One of the more interesting aspects of safety and bias issues in current generation LLMs is the rate at which companies are modifying their guardrails and using RLHF and other tuning and filtering mechanisms to evolve their responses in near-realtime. Often, when we locate a specific systematic bias issue that a model produces consistently and without fail over a period of days to weeks, it is fixed relatively quickly by the company after we notify them, sometimes within minutes to hours of reporting.
In cases of particularly egregious potential harm to vulnerable communities, we agree to temporarily delay public disclosure until the model or its interface wrapper has been adjusted to mitigate the bias issue. In many ways, this is much like the responsible disclosure best practices of the cyber realm. In particular, our uniquely global perspective means we are often more successful at finding innate biases in models than companies' own red teams.
More broadly, many commercial LLM providers employ large staffs that constantly review the transcripts of user engagement with their models for harmful interactions and utilize that feedback in a similarly corrective fashion. A user that manages to provoke a model into a particularly toxic exchange may find that that interaction no longer works, sometimes just hours later, due to this continual improvement process.

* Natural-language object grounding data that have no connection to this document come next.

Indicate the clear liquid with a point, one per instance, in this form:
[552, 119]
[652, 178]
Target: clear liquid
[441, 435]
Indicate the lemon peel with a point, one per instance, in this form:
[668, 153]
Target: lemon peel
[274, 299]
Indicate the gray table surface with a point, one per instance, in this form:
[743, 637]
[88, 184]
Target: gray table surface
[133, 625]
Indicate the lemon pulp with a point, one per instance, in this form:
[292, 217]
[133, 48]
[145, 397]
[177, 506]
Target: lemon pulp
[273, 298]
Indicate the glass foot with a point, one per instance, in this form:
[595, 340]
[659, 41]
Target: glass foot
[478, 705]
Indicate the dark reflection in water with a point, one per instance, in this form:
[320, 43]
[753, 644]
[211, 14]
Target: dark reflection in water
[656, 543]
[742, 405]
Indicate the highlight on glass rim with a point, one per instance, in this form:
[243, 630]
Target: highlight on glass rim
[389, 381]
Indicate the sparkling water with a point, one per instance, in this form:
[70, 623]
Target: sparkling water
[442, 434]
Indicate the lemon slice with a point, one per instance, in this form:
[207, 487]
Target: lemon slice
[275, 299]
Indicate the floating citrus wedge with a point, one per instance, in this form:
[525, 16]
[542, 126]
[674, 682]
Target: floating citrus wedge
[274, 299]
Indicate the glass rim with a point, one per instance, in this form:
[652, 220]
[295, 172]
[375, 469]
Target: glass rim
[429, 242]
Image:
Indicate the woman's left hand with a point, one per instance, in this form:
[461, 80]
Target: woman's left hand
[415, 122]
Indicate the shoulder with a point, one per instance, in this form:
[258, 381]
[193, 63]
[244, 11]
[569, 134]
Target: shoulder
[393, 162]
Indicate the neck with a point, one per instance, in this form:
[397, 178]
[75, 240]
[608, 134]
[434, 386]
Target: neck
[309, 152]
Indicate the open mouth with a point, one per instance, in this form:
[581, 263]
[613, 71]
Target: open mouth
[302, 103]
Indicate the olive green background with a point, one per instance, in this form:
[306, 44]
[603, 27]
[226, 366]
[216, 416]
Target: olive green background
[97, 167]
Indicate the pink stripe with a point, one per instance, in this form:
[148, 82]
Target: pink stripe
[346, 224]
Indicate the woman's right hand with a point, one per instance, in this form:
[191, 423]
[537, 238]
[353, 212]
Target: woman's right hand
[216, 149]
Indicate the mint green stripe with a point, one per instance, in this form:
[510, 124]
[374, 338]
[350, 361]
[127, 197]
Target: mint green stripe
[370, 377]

What is so remarkable is that, despite LLMs' enormous size and complexity, companies are often able to institute corrections within a remarkably short amount of time, though in some cases this is through broad-brush prefilter bans that simply exclude entire categories of content from the model until the actual model itself can be refined.
On a positive note, this means each harmful discovery can yield meaningful mitigation of classes of future harms as companies continually evolve their models to fix the biases and harms users uncover. On the downside, this can lead to a false confidence in the safety of models as users are unable to replicate the biases and harms they see reported in the community, leading them to believe the biases were merely random one-off responses, rather than understanding the full extent of the systematic biases encoded in today's models.
Most dangerously of all, the current approaches to correcting LLM biases operates more akin to a patchwork whack-a-mole than broad-brush corrective shifts in LLM operation, akin to individual software vulnerabilities being patched as reported without the corresponding systematic evaluation of the class of vulnerability it indicates. For example, often when we report a particular issue, we'll find that the company shortly corrects that specific precise issue. But, simply by changing a few words to test nearly the exact same issue with different wording, or an extremely similar issue, will recover the same bias issue.
In theory, this should lead to models becoming less and less biased over time in much the same way that a software package typically becomes more secure over time as vulnerabilities are discovered and patched. Instead, what we often find with LLMs is that fixing one issue often undoes fixes for other issues (in much the same way that a poorly executed software patch can introduce new vulnerabilities) and that the regular model updates tend to regularly undo whole swaths of bias mitigations. A model might exhibit less and less gender bias over a series of mitigations until a few weeks later, without warning, all of those biases suddenly materialize worse than ever.
This instability leads to false confidence, with companies testing a single snapshot of a model in time, reporting any biases they see and confirming they have been addressed, and then deploying that model without regularly reevaluating it to see that those biases have crept back in over time. Companies should run continual bias regression tests on a daily or weekly basis and steadily expand those tests over time with their own red teaming work, rather than leave bias detection and mitigation entirely to LLM vendors.